Most coal-fired power plants have already made the technological upgrades required by the 2011 mercury rule. Many utilities have urged the Trump administration not to go ahead with Thursday's rollbacks, fearing expensive legal battles will result.

Fred Krupp, president of the Environmental Defense Fund advocacy group, said the Obama-era mercury standards already had proved to be “a resounding success," reducing mercury pollution from coal plants by more than 80 percent. “Thanks to these vital clean air protections, we all have less poison in the air we breathe and the food we eat," Krupp said in a statement.
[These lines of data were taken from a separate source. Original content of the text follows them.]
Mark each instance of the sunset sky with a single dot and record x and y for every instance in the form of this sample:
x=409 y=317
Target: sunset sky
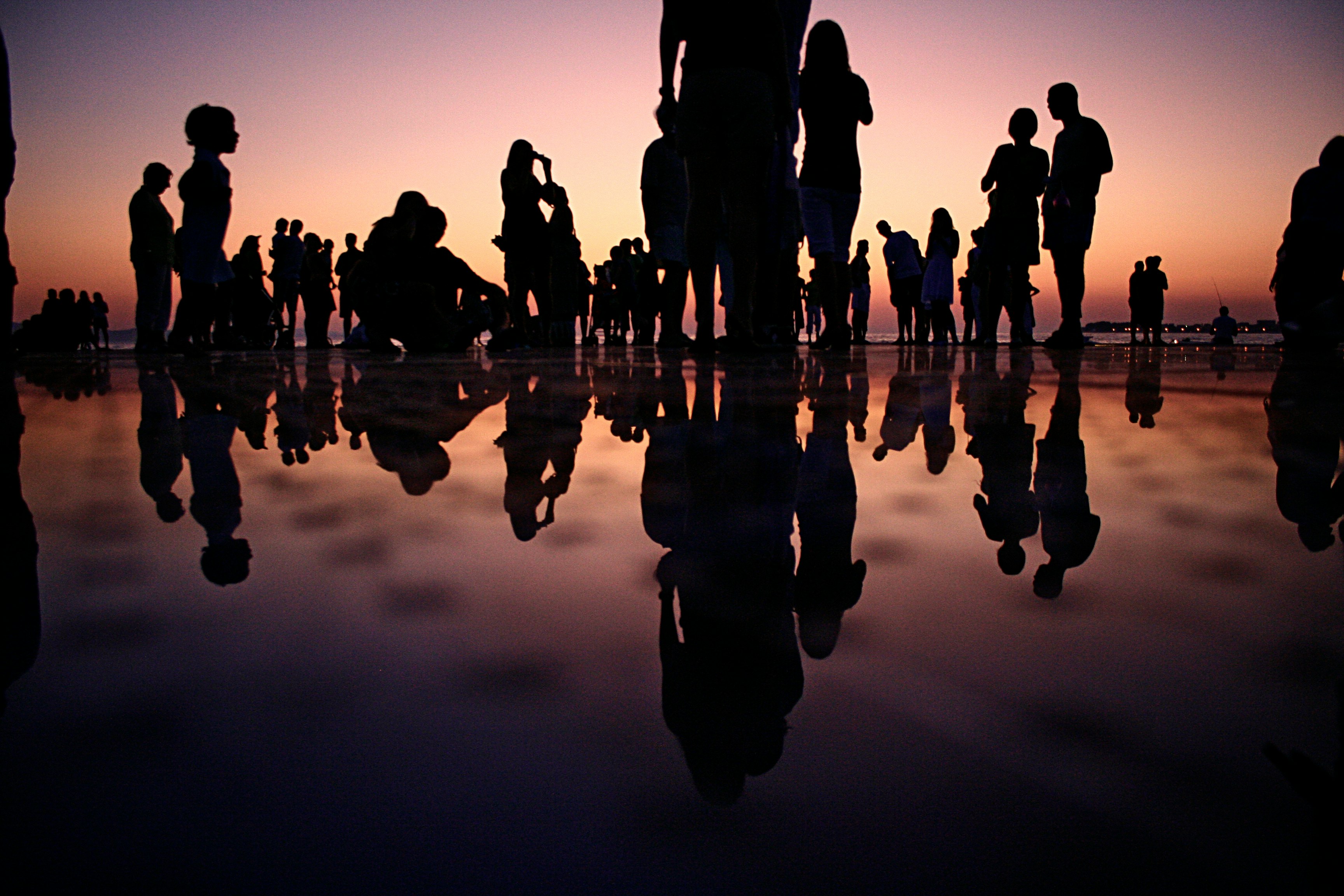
x=1213 y=110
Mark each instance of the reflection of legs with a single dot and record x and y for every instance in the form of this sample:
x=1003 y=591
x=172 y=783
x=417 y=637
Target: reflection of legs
x=674 y=303
x=702 y=225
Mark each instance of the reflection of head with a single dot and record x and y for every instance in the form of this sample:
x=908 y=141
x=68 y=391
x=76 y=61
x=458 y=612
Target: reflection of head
x=226 y=564
x=168 y=507
x=1049 y=582
x=1022 y=125
x=1013 y=558
x=1316 y=536
x=827 y=49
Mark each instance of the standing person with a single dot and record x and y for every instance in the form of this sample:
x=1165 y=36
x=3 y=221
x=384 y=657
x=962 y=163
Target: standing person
x=944 y=245
x=1155 y=281
x=734 y=101
x=666 y=198
x=1311 y=261
x=285 y=273
x=100 y=323
x=206 y=206
x=1082 y=155
x=1018 y=177
x=316 y=288
x=862 y=292
x=901 y=254
x=1138 y=315
x=834 y=101
x=345 y=265
x=523 y=237
x=151 y=256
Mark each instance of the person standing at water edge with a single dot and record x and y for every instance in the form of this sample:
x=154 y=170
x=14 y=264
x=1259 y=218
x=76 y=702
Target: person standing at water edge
x=1082 y=155
x=734 y=100
x=207 y=203
x=151 y=256
x=664 y=194
x=834 y=101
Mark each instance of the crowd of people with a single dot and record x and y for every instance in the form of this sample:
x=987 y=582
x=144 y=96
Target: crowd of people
x=726 y=207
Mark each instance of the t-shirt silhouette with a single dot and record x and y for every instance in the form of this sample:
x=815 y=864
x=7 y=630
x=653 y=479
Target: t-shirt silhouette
x=832 y=107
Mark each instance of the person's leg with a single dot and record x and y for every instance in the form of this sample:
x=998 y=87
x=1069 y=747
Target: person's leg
x=674 y=303
x=702 y=226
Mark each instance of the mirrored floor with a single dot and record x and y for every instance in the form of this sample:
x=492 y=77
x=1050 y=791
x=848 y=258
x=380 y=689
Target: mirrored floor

Coal power plants in this country are the largest single manmade source of mercury pollutants, which enter the food chain through fish and other items that people consume.

In 2017, Wheeler, while still a lobbyist, accompanied coal magnate Robert Murray on some of Murray's calls to new Trump Cabinet members. Murray was pushing a list of desired rollbacks of regulations on coal, as well as asking for major staffing cuts at the EPA and other changes at government boards.

Trump and his administration have granted several of Murray's requests, including scrapping an Obama-era climate change effort that would have encouraged utilities to move to cleaner forms of energy than coal.

Falling, and now plummeting, prices for natural gas and cheaper costs for solar and wind power have made it tough for coal-fired power plants in the U.S. marketplace, leading to drops in coal production and coal energy in the country despite Trump's rescue efforts.